The Siegal Lifelong Learning Program will host a lecture presented by Barbara Raymond, author of The Baby Thief, and Betsie Norris, founder and director of Adoption Network Cleveland, Oct. 16 from 7 to 8:30 p.m. in the Landmark Centre Building (25700 Science Park Dr.), Suite 100.

This lecture, titled “The Baby Thief: The Influence of a Criminal on American Adoption,” is offered in partnership with Adoption Network Cleveland.

The event is free for members of Siegal Lifelong Learning and $5 for nonmembers.

Register for the event.

About the talk

For 26 years, Georgia Tann was nationally lauded for her work at her orphanage beginning in 1924 in Memphis, Tennessee. In reality, she was stealing children from poor parents and placing them with wealthy adoptive parents all across the country.

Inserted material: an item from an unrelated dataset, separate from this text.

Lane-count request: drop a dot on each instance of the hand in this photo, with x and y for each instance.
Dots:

To cover up her kidnapping crimes, she falsified adoptees’ birth certificates, sealing their true ones and issuing false ones portraying their adoptive parents as their birth parents. Eventually, every state in the nation began falsifying adoptee birth certificates, making it impossible for many to find their birth families or learn their health histories.

About the speakers

Barbara Raymond, author of The Baby Thief and an adoptive mother, will discuss Tann’s influence on American adoption. Betsie Norris, an adoptee and founder and director of Adoption Network Cleveland, will recount her 25-year successful campaign to open original birth certificates to people adopted in Ohio, freeing them from one of Tann’s influences.